Usando-se uma técnica sofisticada, chamada transfer learning, transfere-se o aprendizado de uma máquina para outra. “Eu posso treinar uma máquina para reconhecer calçada, outra máquina para reconhecer buraco e, depois, transferir esse modelo para uma terceira máquina que consegue detectar essas coisas reunidas. Podemos criar toda uma rede de compartilhamento”, diz Silva. O produto desenvolvido nessa técnica pode ser embarcado num robô, num veículo autônomo, num drone. As possibilidades de implantação, como se percebe, são imensas.

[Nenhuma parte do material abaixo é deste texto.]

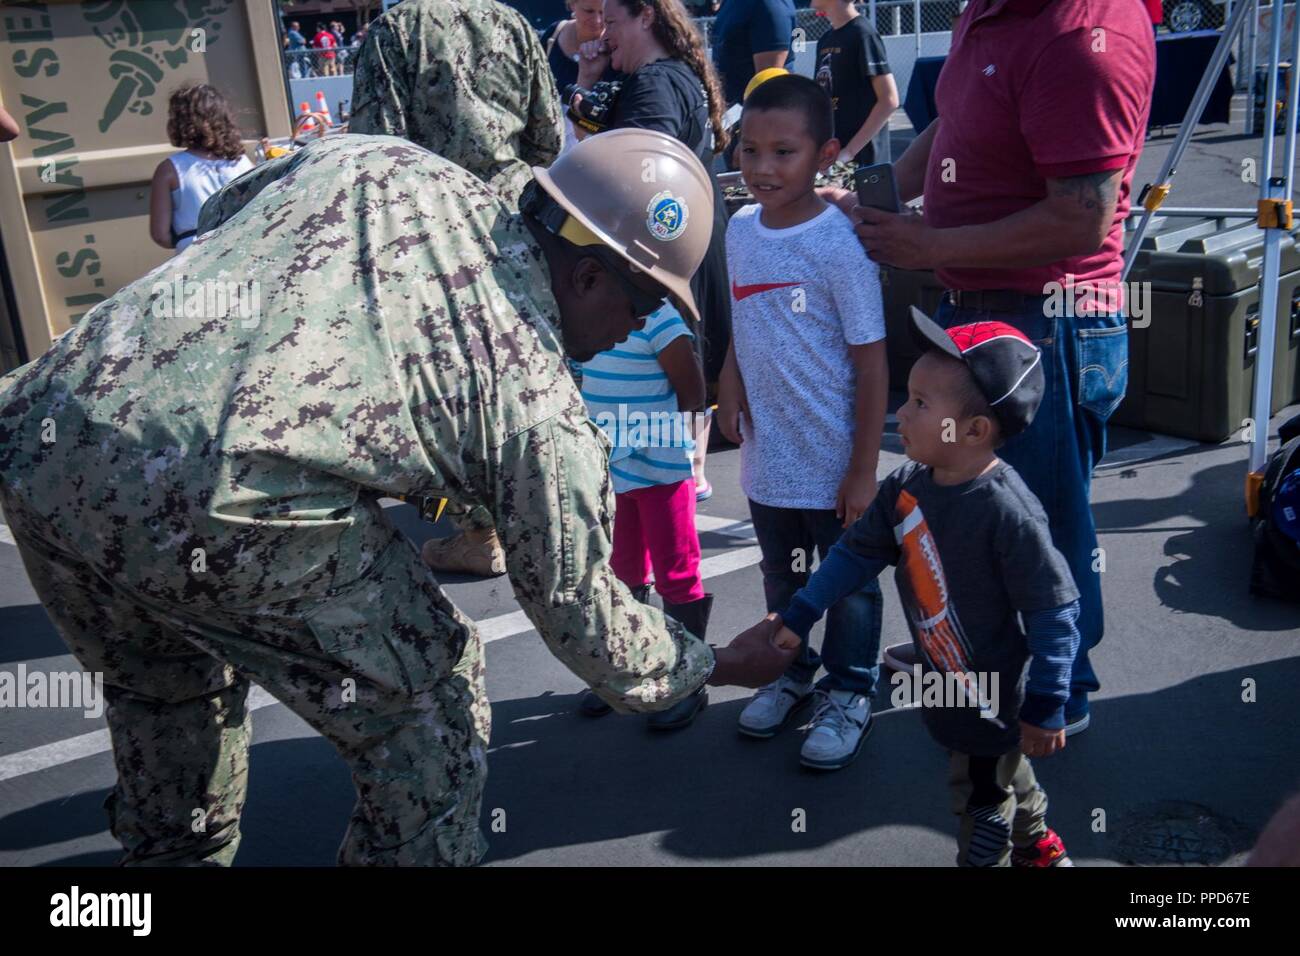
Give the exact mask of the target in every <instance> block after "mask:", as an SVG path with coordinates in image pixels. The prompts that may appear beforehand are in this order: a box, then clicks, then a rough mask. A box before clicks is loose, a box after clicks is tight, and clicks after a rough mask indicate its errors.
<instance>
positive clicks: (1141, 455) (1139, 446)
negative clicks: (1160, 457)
mask: <svg viewBox="0 0 1300 956" xmlns="http://www.w3.org/2000/svg"><path fill="white" fill-rule="evenodd" d="M1200 446H1201V442H1199V441H1190V440H1187V438H1175V437H1173V436H1169V434H1157V436H1156V437H1154V438H1149V440H1148V441H1141V442H1138V444H1136V445H1128V446H1127V447H1122V449H1118V450H1115V451H1108V453H1106V457H1105V458H1102V459H1101V462H1100V463H1099V464H1097V471H1104V470H1106V468H1118V467H1119V466H1122V464H1132V463H1135V462H1145V460H1148V459H1151V458H1160V457H1161V455H1167V454H1170V453H1177V451H1191V450H1192V449H1197V447H1200Z"/></svg>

O Insper tem uma disciplina eletiva exclusiva sobre drones, na qual o aluno passa seis meses estudando esses veículos pilotados remotamente. Cada vez mais, os drones são usados em atividades como mineração, inspeção de redes de alta tensão, agricultura de precisão, transporte de mercadorias e filmagem de eventos, entre outros. Modelos complexos de operação podem ser treinados num computador quântico e, posteriormente, embarcados nesses veículos, por meio de um software que rodaria dentro do drone. “Imagine um aparelho treinado para detectar queimadas, áreas de risco ou, até mesmo, como ocorreu em 2019, todo aquele derramamento da barragem de Brumadinho, em Minas Gerais”, diz Silva. “Você teria um drone sobrevoando imediatamente aquela região para estimar os estragos ou até mesmo inspecionando a barragem para prever o rompimento.”
Assim como há aplicações benéficas, em contrapartida, há as maléficas. Softwares treinados em máquinas podem ser embarcados em armas, como mísseis teleguiados, que atingem alvos com precisão de metros. Também pelo poder bélico, governos de superpotências — como Estados Unidos, Japão, China, Reino Unido, Alemanha e França, para citar alguns — consideram a computação quântica um assunto de Estado e financiam várias pesquisas em aprendizado de máquinas. Por isso, os cientistas precisam estar bem preparados. “O aluno que entra em qualquer curso do Insper passa por disciplinas de Ética, para saber quais são os limites de uso das tecnologias”, diz Silva.